Figure 2. Workflow of feature extraction.

3.3. Model architecture

The diagram FIGURE 3 illustrates the overall model architecture that the paper has mainly focused on. From step A. Data Augmentation to step B using autoencoder with Deep Neural Network including B.1 Sparse Autoencoder with Deep Neural Network and B.2 Variational Autoencoder with Deep Neural Network. Later moving on to step C. Cross Validation through K-folding. More detailed construction of each step is discussed in the following sections.

/word/media/image3.png

Figure 3. Model architecture.

3.4. Data augmentation

To reduce the impact of insufficient training set on the generalization ability of the model, this work uses a linear data augmentation method called ‘Mixup’ to expand our dataset.

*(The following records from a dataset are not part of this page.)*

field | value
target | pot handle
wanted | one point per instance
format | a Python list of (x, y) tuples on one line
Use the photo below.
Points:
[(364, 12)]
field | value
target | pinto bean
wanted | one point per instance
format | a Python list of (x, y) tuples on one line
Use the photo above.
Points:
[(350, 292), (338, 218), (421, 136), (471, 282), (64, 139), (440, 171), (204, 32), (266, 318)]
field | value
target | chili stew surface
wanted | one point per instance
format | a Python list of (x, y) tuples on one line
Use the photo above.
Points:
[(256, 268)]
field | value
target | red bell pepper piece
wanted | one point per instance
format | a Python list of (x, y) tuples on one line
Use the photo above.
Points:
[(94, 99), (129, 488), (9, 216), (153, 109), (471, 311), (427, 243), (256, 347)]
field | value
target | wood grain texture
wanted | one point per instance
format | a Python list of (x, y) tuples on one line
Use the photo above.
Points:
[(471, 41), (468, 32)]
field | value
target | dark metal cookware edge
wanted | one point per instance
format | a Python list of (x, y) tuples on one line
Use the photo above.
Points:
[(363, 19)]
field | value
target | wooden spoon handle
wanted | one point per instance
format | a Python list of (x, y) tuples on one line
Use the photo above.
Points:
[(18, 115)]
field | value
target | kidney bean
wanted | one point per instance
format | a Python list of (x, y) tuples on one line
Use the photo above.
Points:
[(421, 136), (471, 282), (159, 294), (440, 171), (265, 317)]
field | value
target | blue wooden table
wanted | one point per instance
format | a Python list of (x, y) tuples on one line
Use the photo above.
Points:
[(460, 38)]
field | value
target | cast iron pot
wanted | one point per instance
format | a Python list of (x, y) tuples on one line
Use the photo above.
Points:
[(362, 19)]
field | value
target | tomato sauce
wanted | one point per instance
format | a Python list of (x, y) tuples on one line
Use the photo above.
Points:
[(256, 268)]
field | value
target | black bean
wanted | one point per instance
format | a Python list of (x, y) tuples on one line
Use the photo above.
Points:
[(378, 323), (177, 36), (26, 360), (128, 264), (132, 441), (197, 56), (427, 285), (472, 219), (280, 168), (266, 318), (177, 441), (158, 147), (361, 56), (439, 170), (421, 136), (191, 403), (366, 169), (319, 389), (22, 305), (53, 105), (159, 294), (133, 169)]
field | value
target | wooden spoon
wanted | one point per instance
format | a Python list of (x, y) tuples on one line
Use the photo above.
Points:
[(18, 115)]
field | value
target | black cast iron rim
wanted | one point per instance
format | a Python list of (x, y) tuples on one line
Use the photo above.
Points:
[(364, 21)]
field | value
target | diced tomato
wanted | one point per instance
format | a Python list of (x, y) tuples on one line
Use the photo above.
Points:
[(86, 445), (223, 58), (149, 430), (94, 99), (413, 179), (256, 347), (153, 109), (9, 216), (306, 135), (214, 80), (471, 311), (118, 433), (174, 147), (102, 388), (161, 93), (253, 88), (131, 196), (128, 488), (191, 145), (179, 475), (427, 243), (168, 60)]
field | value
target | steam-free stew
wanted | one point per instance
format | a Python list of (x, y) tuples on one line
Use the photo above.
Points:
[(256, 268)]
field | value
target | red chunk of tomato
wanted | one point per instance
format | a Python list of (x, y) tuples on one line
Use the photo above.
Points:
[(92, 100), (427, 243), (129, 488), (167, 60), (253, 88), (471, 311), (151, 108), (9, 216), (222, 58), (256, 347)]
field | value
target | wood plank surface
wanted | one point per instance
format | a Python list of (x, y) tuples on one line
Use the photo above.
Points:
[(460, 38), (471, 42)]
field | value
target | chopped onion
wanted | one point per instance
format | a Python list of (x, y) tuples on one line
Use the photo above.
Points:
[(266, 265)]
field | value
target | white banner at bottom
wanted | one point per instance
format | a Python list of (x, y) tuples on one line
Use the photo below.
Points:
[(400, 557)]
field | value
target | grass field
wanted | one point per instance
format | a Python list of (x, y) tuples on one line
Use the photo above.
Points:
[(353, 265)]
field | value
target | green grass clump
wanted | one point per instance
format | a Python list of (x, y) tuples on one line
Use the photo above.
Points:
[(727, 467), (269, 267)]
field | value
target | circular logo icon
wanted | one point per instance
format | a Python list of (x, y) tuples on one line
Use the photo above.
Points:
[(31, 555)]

Mixup is a linear augmentation method based on the principle of Vicinal Risk Minimization (VRM), which uses linear interpolation to generate new sample data. In VRM, human knowledge is needed to describe the neighborhood or vicinity around each sample in the training set. Then, additional virtual samples can be extracted from the vicinity distribution of training samples to expand the support of training distribution. For example, when performing classification of the image data, the vicinity of an image is usually defined as a set of its horizontal reflection, mild rotation, and slight scaling. Data augmentation is therefore considerably resulting in the improvement of generalization.

The research in Zhang et al. [17] proposed a Mixup distribution:

\( μ(\widetilde{x},\widetilde{y}|{x_{i}},{y_{i}})=\frac{1}{n}\sum _{j}^{n}E[δ(\widetilde{x}=λ∙{x_{i}}+(1-λ)∙{x_{j}},\widetilde{y}=λ∙{y_{i}}+(1-λ)∙{y_{j}})] \)

where \( λ~Beta(α,α) \) , for \( α∈(0,∞) \) . To be concrete, the virtual feature-target vector is generated by sampling from the mixed vicinal distribution:

\( {x_{n}}=λ{x_{i}}+(1-λ){x_{j}} \)

\( {y_{n}}=λ{y_{i}}+(1-λ){y_{j}} \)

Where ( \( {x_{n}} \) , \( {y_{n}} \) ) is the new virtual data generated by linear interpolation, ( \( {x_{i}} \) , \( {y_{i}} \) ) and ( \( {x_{j}} \) , \( {y_{j}} \) ) are the two samples randomly selected in the training set. \( {x_{n}} \) is the random generation of new data samples, and \( {y_{n}} \) is the label of \( {x_{n}} \) . It should be noted that the range of \( {y_{n}} \) generated by mixup is [0,1], but the labels of our samples are ‘0’ and ‘1’ (‘0’ means healthy people and ‘1’ means ASD-patients). Therefore, this method set the value of the label to be the same as that of its nearest neighbor label, so the new sample label obtained is ‘0’ or ‘1’.

The FIGURE 4 flowchart shows how we generated new samples by Mixup:

/word/media/image4.png

Figure 4. Generate new samples by Mixup.

In addition to interpolating between two random samples, we also tried to interpolate between the nearest neighbors. We took similarity as a measure of the distance between two samples to obtain the nearest neighbor. In order to calculate the similarity among samples, we applied a technology called Extended Frobenius Norm (EROS) which has proved to be an effective way to measure the similarity of fMRI data in previous studies. We use this method to find the k-nearest neighbors of our training samples to obtain higher classification accuracy.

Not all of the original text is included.